Here we will extract indicators from a TradingView pine script, use them to build a strategy, and optimize the strategy parameters.

The strategy was found here:


Indicators

The waves from VuManChu Cipher B in pine look similar to:

chlen = 9
avg = 12
malen = 3
esa = ema(hlc3, chlen)
de = ema(abs(hlc3 - esa), chlen)
ci = (hlc3 - esa) / (0.015 * de)
wt1 = ema(ci, avg)
wt2 = sma(wt1, malen)

Using the same idea when composing the pandas dataframe:

import pandas_ta as ta

from cipher import Cipher, Strategy


class VuManChuCipherBStrategy(Strategy):
    def __init__(
        self,
        wave_channel_length=9,
        wave_average_length=12,
        wave_ma_length=3,
        wave_k=0.015,
        mfi_length=60,
        slow_ema_length=200,
        fast_ema_length=50,
    ):
        self.wave_channel_length = wave_channel_length
        self.wave_average_length = wave_average_length
        self.wave_ma_length = wave_ma_length
        self.wave_k = wave_k
        self.mfi_length = mfi_length
        self.slow_ema_length = slow_ema_length
        self.fast_ema_length = fast_ema_length

    def compose(self):
        df = self.datas.df

        hlc3 = (df["high"] + df["low"] + df["close"]) / 3
        esa = ta.ema(hlc3, length=self.wave_channel_length)
        de = ta.ema(abs(hlc3 - esa), length=self.wave_channel_length)
        ci = (hlc3 - esa) / (de * self.wave_k)
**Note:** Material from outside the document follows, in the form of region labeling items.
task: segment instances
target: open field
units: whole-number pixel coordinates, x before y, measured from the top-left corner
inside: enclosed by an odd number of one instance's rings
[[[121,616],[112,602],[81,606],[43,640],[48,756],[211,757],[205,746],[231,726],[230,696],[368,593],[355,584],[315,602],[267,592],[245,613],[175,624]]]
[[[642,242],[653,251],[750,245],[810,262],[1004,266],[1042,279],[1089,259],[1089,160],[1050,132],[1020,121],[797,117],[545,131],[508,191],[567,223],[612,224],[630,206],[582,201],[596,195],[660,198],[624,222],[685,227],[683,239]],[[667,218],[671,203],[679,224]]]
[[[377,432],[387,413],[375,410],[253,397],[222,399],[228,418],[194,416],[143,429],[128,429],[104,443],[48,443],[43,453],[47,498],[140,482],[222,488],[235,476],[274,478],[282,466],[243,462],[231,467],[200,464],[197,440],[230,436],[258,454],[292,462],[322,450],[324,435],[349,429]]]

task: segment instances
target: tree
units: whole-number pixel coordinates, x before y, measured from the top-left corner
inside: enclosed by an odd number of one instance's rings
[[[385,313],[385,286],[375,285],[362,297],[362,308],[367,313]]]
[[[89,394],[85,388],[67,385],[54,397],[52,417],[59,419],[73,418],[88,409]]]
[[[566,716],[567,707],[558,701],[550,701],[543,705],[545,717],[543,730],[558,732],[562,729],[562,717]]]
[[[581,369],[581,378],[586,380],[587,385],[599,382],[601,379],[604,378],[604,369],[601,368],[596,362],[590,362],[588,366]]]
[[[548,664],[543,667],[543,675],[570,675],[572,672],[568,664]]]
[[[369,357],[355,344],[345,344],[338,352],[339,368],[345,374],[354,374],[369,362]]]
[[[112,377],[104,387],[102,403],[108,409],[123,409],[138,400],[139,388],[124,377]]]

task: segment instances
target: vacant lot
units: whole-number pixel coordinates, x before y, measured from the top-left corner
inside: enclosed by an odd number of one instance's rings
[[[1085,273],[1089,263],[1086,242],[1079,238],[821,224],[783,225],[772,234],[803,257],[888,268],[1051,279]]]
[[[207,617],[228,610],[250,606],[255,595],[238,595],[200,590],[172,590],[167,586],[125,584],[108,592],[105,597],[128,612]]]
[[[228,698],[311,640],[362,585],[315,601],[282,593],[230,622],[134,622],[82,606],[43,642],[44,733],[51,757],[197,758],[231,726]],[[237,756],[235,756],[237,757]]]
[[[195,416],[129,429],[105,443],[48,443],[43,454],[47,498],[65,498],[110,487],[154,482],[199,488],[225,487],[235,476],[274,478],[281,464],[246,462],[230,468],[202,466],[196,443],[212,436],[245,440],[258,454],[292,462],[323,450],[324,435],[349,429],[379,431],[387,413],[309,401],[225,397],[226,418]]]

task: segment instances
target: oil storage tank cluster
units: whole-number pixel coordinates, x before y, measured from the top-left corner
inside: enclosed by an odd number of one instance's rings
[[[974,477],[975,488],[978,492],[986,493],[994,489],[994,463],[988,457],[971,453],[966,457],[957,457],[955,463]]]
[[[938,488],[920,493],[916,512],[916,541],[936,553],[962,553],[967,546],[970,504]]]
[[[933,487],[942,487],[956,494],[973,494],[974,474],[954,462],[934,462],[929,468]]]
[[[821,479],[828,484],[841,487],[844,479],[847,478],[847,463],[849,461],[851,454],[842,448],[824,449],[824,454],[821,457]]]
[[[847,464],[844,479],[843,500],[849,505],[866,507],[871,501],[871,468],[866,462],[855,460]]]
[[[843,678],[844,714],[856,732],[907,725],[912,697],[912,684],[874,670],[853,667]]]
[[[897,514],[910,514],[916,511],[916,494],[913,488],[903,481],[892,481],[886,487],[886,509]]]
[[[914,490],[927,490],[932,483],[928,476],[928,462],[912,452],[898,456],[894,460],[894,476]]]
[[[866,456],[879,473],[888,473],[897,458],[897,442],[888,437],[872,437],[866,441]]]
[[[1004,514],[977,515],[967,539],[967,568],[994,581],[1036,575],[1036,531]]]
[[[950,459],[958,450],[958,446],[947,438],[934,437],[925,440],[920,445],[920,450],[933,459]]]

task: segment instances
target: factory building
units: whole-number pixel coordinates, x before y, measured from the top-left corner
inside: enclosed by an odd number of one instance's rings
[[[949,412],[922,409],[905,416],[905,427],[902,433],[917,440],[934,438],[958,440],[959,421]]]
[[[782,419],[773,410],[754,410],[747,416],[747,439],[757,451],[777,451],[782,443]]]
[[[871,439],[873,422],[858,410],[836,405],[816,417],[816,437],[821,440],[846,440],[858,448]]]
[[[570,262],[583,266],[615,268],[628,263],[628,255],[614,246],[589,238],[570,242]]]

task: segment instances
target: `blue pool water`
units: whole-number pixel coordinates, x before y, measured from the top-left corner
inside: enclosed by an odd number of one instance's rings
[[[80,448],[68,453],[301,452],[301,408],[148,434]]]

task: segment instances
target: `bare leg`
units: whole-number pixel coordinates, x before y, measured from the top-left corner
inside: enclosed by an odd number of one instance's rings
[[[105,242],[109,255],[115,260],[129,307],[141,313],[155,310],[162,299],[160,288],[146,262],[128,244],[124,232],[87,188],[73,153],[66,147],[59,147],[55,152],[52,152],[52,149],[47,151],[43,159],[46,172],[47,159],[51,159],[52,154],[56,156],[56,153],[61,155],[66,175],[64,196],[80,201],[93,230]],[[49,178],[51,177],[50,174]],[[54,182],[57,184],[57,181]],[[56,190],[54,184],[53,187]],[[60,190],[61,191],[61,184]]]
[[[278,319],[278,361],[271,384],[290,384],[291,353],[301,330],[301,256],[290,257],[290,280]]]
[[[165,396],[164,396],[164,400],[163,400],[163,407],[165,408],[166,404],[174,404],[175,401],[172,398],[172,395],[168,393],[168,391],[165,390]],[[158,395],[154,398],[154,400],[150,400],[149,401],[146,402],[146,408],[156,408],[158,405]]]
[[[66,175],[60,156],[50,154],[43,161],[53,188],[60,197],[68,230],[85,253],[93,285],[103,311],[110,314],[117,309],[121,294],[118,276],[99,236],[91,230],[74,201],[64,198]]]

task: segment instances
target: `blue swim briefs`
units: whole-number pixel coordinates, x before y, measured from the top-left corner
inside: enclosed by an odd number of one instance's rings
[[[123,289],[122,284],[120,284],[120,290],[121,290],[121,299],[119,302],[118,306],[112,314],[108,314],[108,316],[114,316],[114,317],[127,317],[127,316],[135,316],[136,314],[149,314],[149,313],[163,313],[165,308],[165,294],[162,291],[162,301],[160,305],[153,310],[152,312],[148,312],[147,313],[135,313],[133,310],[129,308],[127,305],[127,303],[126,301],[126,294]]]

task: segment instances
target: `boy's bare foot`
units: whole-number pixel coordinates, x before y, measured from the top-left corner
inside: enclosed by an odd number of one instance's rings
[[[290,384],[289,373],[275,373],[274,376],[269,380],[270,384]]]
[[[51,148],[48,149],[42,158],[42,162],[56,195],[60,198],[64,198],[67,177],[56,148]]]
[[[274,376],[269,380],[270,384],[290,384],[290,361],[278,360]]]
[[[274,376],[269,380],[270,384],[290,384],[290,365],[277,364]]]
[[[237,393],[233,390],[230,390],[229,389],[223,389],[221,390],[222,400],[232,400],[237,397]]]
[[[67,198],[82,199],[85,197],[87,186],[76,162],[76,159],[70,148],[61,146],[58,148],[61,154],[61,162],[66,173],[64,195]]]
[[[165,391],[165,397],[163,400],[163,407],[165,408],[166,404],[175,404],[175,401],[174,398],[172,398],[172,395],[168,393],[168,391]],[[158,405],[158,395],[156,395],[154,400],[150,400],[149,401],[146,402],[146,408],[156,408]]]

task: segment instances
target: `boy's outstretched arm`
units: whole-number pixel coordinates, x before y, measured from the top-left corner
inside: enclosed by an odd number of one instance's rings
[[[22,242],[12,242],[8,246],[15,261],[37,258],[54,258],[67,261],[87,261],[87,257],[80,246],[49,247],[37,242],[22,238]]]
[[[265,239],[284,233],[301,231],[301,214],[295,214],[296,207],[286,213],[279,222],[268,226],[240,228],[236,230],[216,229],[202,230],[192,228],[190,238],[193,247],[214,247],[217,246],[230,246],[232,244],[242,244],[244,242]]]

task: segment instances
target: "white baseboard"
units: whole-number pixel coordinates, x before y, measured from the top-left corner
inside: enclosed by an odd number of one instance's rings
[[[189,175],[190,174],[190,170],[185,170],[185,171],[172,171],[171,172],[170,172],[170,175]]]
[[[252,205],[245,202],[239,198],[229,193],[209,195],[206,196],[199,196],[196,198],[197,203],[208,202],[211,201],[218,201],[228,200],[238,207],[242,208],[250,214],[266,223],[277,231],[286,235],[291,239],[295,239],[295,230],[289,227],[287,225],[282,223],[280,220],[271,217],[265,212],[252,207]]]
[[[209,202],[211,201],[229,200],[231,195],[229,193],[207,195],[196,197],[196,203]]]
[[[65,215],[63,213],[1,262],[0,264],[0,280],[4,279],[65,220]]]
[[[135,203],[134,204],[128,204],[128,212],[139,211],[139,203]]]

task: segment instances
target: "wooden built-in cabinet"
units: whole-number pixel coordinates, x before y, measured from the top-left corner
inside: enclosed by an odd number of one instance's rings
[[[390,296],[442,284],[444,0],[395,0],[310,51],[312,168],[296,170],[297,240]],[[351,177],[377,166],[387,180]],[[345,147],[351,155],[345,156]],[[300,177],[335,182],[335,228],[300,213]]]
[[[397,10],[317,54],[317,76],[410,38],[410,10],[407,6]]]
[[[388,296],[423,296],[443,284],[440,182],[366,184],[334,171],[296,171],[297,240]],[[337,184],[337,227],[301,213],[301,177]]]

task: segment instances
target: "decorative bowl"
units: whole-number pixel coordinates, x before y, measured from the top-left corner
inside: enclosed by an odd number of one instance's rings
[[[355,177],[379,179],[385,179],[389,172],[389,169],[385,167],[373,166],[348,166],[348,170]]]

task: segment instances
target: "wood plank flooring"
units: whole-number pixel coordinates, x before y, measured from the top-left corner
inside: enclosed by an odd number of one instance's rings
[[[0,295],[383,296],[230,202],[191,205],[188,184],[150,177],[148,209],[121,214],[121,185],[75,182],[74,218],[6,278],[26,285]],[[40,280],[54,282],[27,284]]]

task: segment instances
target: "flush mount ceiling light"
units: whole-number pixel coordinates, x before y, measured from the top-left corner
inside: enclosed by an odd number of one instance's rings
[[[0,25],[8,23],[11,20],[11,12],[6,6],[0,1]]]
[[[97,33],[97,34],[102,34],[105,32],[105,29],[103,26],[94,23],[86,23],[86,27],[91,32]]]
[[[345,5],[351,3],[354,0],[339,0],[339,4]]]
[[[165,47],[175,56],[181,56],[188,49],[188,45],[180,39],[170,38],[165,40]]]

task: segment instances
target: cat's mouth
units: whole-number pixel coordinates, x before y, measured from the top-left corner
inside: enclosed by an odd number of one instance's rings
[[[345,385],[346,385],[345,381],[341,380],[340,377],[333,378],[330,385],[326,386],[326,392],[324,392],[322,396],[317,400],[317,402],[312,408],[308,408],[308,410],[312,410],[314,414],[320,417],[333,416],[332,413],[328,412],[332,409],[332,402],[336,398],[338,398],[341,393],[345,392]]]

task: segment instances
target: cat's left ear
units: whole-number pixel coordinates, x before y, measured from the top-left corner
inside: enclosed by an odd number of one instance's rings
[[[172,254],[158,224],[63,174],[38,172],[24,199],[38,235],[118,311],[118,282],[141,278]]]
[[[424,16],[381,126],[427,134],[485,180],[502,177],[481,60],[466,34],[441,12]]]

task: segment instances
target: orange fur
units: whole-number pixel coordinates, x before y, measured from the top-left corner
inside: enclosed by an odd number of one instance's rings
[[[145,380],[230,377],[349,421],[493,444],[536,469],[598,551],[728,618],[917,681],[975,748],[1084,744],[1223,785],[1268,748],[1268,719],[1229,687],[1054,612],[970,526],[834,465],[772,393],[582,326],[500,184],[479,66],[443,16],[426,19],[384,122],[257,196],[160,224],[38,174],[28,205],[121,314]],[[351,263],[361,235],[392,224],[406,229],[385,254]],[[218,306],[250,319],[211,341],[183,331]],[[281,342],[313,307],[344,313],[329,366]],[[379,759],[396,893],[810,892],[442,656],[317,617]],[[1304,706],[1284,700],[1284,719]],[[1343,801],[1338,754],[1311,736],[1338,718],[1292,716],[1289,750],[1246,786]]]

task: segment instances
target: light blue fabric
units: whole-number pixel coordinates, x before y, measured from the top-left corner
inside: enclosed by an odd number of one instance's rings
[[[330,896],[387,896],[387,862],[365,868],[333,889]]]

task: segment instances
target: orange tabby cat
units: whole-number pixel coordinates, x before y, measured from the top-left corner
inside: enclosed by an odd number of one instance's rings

        df["wt1"] = ta.ema(ci, length=self.wave_average_length)
        df["wt2"] = ta.sma(df["wt1"], length=self.wave_ma_length)
        df["mfi"] = df.ta.mfi(length=self.mfi_length)
        df["fast_ema"] = df.ta.ema(length=self.fast_ema_length)
        df["slow_ema"] = df.ta.ema(length=self.slow_ema_length)

        return df


def main():
    cipher = Cipher()
    cipher.add_source("gateio_spot_ohlc", symbol="DOGE_USDT", interval="1h")
    cipher.set_strategy(VuManChuCipherBStrategy())
    cipher.run(start_ts="2020-01-01", stop_ts="2020-04-01")
    cipher.plot(
        rows=[
            ["ohlc", "slow_ema", "fast_ema"],
            ["wt1", "wt2"],
            ["mfi"],
        ]
    )


if __name__ == "__main__":
    main()

Signals

Enter long:

  • close > slow_ema
  • low < fast_ema
  • mfi > 0
  • wt1 < 0
  • wt1 cross wt2 from below

Enter short:

  • close < slow_ema
  • low > fast_ema
  • mfi < 0
  • wt1 > 0
  • wt1 cross wt2 from above
import pandas_ta as ta
import numpy as np

from cipher import Cipher, Strategy


class VuManChuCipherBStrategy(Strategy):
    def __init__(
        self,
        wave_channel_length=9,
        wave_average_length=12,
        wave_ma_length=3,
        wave_k=0.015,
        mfi_length=60,
        atr_length=24,
        slow_ema_length=200,
        fast_ema_length=50,
    ):
        self.wave_channel_length = wave_channel_length
        self.wave_average_length = wave_average_length
        self.wave_ma_length = wave_ma_length
        self.wave_k = wave_k
        self.mfi_length = mfi_length
        self.atr_length = atr_length
        self.slow_ema_length = slow_ema_length
        self.fast_ema_length = fast_ema_length

    def compose(self):
        df = self.datas.df

        hlc3 = (df["high"] + df["low"] + df["close"]) / 3
        esa = ta.ema(hlc3, length=self.wave_channel_length)
        de = ta.ema(abs(hlc3 - esa), length=self.wave_channel_length)
        ci = (hlc3 - esa) / (de * self.wave_k)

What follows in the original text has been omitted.